Hij ging in de jaren negentig naar de Koninklijke Academie Voor Beeldende Kunsten en na een jaar de Gerrit Rietveld Academie in Amsterdam. In die periode begon Jeronimus bezig te zijn als beeldend kunstenaar: met o.a. videoproducties en exposeerde diverse keren.
Vanaf de eerste jaren van dit millennium werd steeds meer de camera zijn werktuig. Jeronimus werd in die tijd veel gevraagd om ambtenaren te fotograferen ten departemente.
Hij raakte daarbij gefascineerd door het verkennen van dit bijzondere fenomeen en de mensen daarin. Daarbij zocht hij tegelijkertijd ook naar iets tijdloos en diep menselijks in de portretten. Hij ging een samenwerking aan met beeldend kunstenaar Daan Samson. Die daagde hem uit om een meer geënsceneerde, mediale fotografie te verdiepen. Zo raakte Jeronimus gefascineerd door ‘bijzondere menselijke biotopen’

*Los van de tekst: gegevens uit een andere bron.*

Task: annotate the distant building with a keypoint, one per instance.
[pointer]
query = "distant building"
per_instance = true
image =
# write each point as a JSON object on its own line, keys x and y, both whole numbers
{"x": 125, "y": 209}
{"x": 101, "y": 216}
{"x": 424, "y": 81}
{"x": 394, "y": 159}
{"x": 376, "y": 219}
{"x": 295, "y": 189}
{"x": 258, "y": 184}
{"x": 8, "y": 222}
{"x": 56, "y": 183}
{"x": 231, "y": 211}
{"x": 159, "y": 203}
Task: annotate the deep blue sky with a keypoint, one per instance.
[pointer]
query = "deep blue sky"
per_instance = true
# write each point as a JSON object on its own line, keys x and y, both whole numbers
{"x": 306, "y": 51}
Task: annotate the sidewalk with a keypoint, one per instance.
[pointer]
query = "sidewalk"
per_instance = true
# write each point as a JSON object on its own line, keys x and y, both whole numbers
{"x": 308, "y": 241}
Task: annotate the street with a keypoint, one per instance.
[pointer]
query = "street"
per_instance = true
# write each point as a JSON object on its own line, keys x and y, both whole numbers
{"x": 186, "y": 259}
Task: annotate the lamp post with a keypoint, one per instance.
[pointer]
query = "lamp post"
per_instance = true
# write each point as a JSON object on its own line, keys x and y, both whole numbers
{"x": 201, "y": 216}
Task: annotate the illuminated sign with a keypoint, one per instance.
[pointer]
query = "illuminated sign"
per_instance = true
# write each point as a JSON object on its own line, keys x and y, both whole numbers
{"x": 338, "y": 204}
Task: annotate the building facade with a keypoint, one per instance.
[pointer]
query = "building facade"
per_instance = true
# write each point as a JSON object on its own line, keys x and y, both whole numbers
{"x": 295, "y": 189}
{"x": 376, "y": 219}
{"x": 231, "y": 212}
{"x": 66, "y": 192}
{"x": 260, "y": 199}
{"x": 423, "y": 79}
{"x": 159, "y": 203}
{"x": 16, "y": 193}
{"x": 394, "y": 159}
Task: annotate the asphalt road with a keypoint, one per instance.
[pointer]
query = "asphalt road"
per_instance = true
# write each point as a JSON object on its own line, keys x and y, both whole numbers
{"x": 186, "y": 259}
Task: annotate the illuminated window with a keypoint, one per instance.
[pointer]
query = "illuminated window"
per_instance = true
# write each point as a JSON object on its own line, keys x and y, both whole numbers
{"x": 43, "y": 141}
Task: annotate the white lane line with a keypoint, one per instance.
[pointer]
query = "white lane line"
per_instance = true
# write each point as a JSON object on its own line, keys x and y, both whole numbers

Dat zien we in zijn fotografie van de laatste jaren.
En zijn exposities:
2010: foto expositie Haags Profijtbeginsel ism Daan Samson
2011: foto expositie Art Babes tijdens Kunstbeurs Art Rotterdam
2012: foto expositie Art Babes op Kunstbeurs Vlissingen
2013: expositie Vanitas 2013 – Het nieuwe pronken (ism Samson)
En natuurlijk niet te vergeten gefotografeerde pareltjes als Prinses Maxima en LNV minister Gerda Verburg
Met zijn ‘Haagse Heren’ levert Jeronimus van zijn fascinatie weer het zoveelste bewijs. Hij koos de heren uit ‘op basis van flamboyante aanwezigheid binnen het culturele en maatschappelijk leven en met een lifestyle die je elders niet meer zo vaak ziet’.
In deze portretfoto’s zien we de werkwijze van Jeronimus goed tot zijn recht komen. Hij plaatst de persoon centraal in zijn natuurlijke omgeving met zijn eigen decor in een voor de persoon min of meer karakteristieke houding of kleding. Meestal leggen ze de hand aan iets – of doen ze wat.
Loopt u de fotoportretten maar eens na: (ik loop ze af in alfabetische volgorde):
Ivo Bouwman: Haags collectionneur en al 40 jaar kunsthandelaar
Kenner van werken van Hollands en Frans oeuvre omstreeks 1900
o.a. Breitner-Jongkind en Toorop
Frans oeuvre o.a. Chagall en Monet
Op de foto hangen er een paar aan de wand
Hij draagt weliswaar geen tenue de ville – maar coltrui met jasje (‘smart casual’)
Maar dat mag wel voor een collectioneur…
Zijn handeling: het voederen van de trouwe viervoeter
Die mag voor de gelegenheid met de poten op de leren stoel
Cees Fasseur: Historicus en jurist
Vanzelfsprekend in tenue de ville
Thuis voor de spiegel
Staat zijn haar te fatsoeneren
Bijschrift zou kunnen zijn: Zit m’n haar goed?
Let ook op het boek op tafel: een van zijn werken.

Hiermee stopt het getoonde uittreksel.